# How many Tinctorius in a 36x18x18 Exo.



## jnfr4mom (Feb 21, 2010)

I was wondering how many I could put in a 36x18x18 Exo? And what ratio would be good?


----------



## heatfreakk3 (Oct 15, 2008)

1 male, 1 female.


----------



## chesney (Jan 18, 2007)

I second that...one male and one female.


----------



## Woodsman (Jan 3, 2008)

Here's a third. The only tinctorius that I have in my collection that seems to work as a group frog is the French Guyana Dwarf Cobalt, of which I have a 1.3 group that lives and breeds well together. Even with that being said, I don't know if is universally true that Dwarf Cobalts can be kept as a group tinctorius or if I am having a unique experience with them.

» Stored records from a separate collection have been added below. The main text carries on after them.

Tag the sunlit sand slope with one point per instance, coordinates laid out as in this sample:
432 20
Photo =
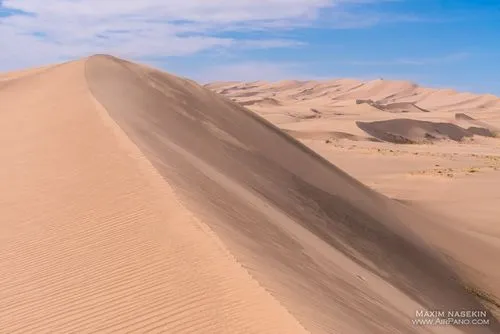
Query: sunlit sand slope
333 252
92 240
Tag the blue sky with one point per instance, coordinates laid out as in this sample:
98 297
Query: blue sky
437 43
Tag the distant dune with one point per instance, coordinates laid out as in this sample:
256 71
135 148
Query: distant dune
410 131
394 96
142 202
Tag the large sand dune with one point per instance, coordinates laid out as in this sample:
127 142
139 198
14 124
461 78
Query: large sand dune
136 201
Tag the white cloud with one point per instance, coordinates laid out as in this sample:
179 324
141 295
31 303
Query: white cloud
62 29
247 71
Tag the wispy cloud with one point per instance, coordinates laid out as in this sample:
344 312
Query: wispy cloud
250 71
454 57
63 29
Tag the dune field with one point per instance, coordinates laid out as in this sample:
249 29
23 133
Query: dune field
134 201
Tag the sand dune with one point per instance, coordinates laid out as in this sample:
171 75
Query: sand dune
410 131
142 202
382 92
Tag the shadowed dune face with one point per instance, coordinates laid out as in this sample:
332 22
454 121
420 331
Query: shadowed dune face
481 127
329 249
92 238
411 131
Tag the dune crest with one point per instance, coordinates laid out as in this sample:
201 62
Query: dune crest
145 202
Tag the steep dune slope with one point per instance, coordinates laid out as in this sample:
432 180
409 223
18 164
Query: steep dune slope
333 252
92 240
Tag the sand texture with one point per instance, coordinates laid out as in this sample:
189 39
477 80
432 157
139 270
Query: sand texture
134 201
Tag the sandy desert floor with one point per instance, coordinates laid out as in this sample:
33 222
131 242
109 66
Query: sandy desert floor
134 201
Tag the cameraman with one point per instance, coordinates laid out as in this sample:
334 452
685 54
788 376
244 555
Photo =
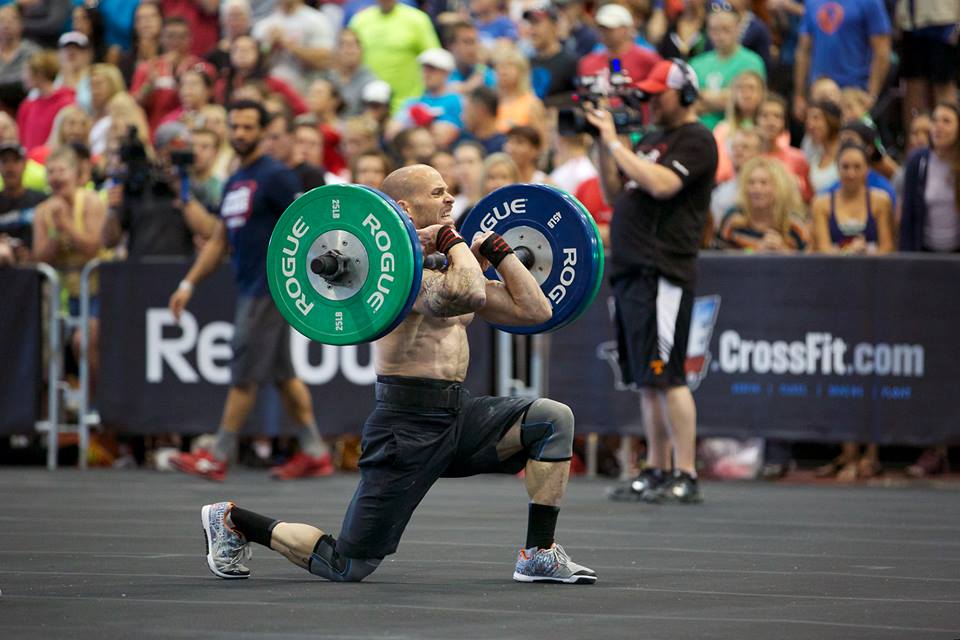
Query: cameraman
147 204
662 198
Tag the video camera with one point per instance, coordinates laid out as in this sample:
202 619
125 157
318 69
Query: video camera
138 171
616 86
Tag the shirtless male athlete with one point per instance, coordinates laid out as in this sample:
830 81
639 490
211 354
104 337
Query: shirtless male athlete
425 425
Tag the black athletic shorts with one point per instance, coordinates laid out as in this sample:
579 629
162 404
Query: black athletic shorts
653 326
420 430
261 343
928 58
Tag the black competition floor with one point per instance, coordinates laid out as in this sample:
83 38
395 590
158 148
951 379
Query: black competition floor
117 554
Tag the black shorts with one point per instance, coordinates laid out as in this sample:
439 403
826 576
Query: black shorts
653 326
929 58
420 430
261 343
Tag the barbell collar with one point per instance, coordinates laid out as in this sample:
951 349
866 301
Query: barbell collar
437 261
331 266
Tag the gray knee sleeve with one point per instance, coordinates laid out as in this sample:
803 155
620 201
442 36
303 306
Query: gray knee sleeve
327 563
546 431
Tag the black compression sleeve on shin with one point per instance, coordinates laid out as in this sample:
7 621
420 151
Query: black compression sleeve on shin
541 525
253 526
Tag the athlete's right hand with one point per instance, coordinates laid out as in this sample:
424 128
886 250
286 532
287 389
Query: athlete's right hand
178 301
428 238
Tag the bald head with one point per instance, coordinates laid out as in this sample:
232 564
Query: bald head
406 182
420 191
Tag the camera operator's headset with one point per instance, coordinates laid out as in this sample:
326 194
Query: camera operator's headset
689 92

Safest is to stay with a 1.1 pair.

Good luck! Richard.


----------



## WendySHall (Aug 31, 2010)

I third that! 

Tincs should only be kept in pairs. 1 male with 1 female. The females are especially known for their aggression...to the point of causing the deaths of the other females. Males may be considered less aggressive than the females, but it's not advised to keep them together either. The aggression can start as froglets...so while you may be okay for a little while with a group of froglets, you really have to keep an eye on them and watch for physical aggression as well as simply stress between them which can lead to death or overall failure to thrive.

(Edit) Ok...guess I'm fourth! Lol!


----------



## alex111683 (Sep 11, 2010)

Is there a reason you want to go with tincs? That is a good size enclosure and if you want more than 2 frogs in it, I suggest you get a different species.


----------



## heatfreakk3 (Oct 15, 2008)

Tincs are the best!! lol


alex111683 said:


> Is there a reason you want to go with tincs? That is a good size enclosure and if you want more than 2 frogs in it, I suggest you get a different species.


----------



## Woodsman (Jan 3, 2008)

With this larger viv, I would think it would be possible to divide the exo-terra into two equal halves and set-up a pair on either side. I find that a large number of my tinc pairs breed on the same day, so I'm sure the other calling males help get everybody "in the mood".

I have a divided 55 gallon for my two pairs of standard leucs and this has worked extremely well for breeding purposes.

Richard.



jnfr4mom said:


> I was wondering how many I could put in a 36x18x18 Exo? And what ratio would be good?


----------



## jnfr4mom (Feb 21, 2010)

Thanks for all the suggestions.
I don't really have a prefference. I received three new 18x18x36 exo's as trade for some saltwater tanks that I had.
What species and how many would do well in this size viv?
I would like to make the most of them since they are so large.


----------



## heatfreakk3 (Oct 15, 2008)

We can't really list every single frog that would go good in there. You need to tell us which frogs you like best, like what species. Then we can suggest frogs. Do you want larger species? Or smaller species?


----------



## jnfr4mom (Feb 21, 2010)

I like the Azureus. I do have some of these in smaller viv's. I also like the Leucomelas.
I am just trying to get a general idea of which species do best in groups and I think I can take it from there.


----------



## heatfreakk3 (Oct 15, 2008)

Well leucs do well in groups. Azureus not so much.


----------